Naidu’s government expenditure on other fronts too was no less than world-class – on his oath takings, capital construction inaugurations, Polavaram celebrations, Pattiseema and Secretariat-like temporary projects, Pushkaram carnivals, dharma deekshas and dharnas, etc. Expenditure on everything, including his and ministers’ homes, camp offices in Amaravati and Hyderabad, was upscale without any regard to the State’s precarious financial condition. Overdrafts, loans exceeding FRBM rules, loans in the name of corporations, special purpose vehicles and government loan bonds were taken at will.

Dicey Budgets

The Centre has provided a deficit grant of about Rs 30,000 crore from 2014-15 to 2019-20 to balance the deficit Budget. The State also got substantial Central tax devolution and Central grants every year, much more than Telangana.

Yet, there was no conscious effort to reduce the revenue expenditure and make a balanced Budget. The State Budget remained as deficit as it was in the beginning year of the bifurcation. The State budgets also became dicey to understand as there was no correlation between the Budget and the final accounts.

The spending of special grants from the Centre is another mess.
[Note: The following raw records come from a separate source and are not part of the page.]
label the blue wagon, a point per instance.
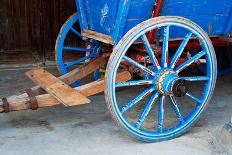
(157, 41)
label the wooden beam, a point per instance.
(46, 100)
(98, 36)
(58, 89)
(77, 73)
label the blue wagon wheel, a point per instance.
(158, 112)
(224, 59)
(72, 49)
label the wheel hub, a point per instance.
(168, 82)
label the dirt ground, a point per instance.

The Rs 2,500-crore for capital has yielded only a leaky temporary Assembly building and a High Court building. A 35,000-acre most fertile land is being destroyed for the capital. Even before farmers got their dues, thousands of acres of that land was allegedly allotted to the proxies of the TDP government.

In Polavaram project, only a spillway is constructed. Rest of the project is in the doldrums. Instead of concentrating on it, a superfluous side project called Pattiseema Lift Irrigation was undertaken with Rs 1,200 crore. This too has run into problems and misuse of Rs 400 crore of funds was reported. There arose several problems between the Centre and the State in its estimate, execution and R&R works. It is said that Rs 12,000 crore has been spent on the project so far. But the execution is in a mess owing to many unanswered questions and allegations of graft.
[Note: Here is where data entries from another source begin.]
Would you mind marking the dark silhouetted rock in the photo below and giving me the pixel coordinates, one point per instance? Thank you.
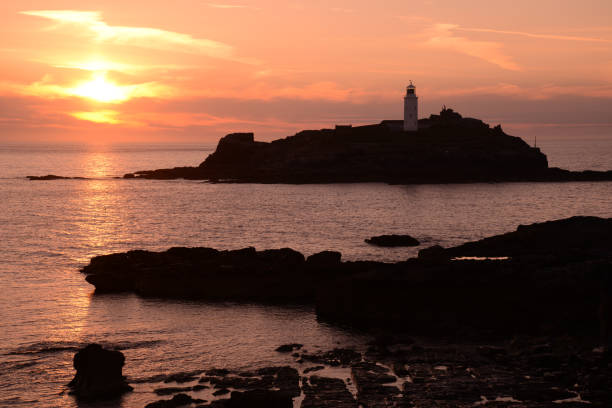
(222, 391)
(324, 259)
(313, 369)
(323, 392)
(178, 400)
(288, 348)
(433, 253)
(260, 399)
(99, 373)
(446, 149)
(393, 240)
Nothing much is happening on the ground with regard to national institutions sanctioned to AP as well. Infrastructural projects like airports and sea ports after a lot of fanfare have run aground. There is a talk of misuse of funds and non-completion of several populist schemes promised as part of the 2014 elections. On the whole, a huge financial mess has been created in the last five years of the TDP regime. It will be a Herculean task for the new government to clean the proverbial Augean stables in AP.

Tasks for YSRCP

The first priority for the YSRCP government should be to understand the mess and bring it to public domain quickly. Judicial commission(s) may be a good idea. Then draw up the plans to make the State Budget balance the revenue and expenditure slowly and steadily. Funds also need to be found for implementing the too many populist schemes announced by the YSRCP to beat the TDP at its own game. Then fix responsibility of the financial mess and start prosecution.

A fulltime professional financial adviser to help in this trapeze act would help. Next is to extricate the State from the quagmire of Amaravati. Locate it in the uplands in the same vicinity or elsewhere where it is more feasible based on a consensus of all the people of all regions. Then take Polavaram forward.

If this government too repeats the same game of demanding funds from the Centre, playing politics out of it without trying to improve its finances and balancing the Budget, and go on a spending spree, the State will be the loser. AP has got the resources and ability to cope with the division blues. Chhattisgarh is a good example to follow.

The new government should have its feet firmly on the ground and follow a practical approach. Emotional and pompous ideas should make way for down-to-earth and pragmatic schemes. Let us hope the YSRCP government will do it and not let people of AP down.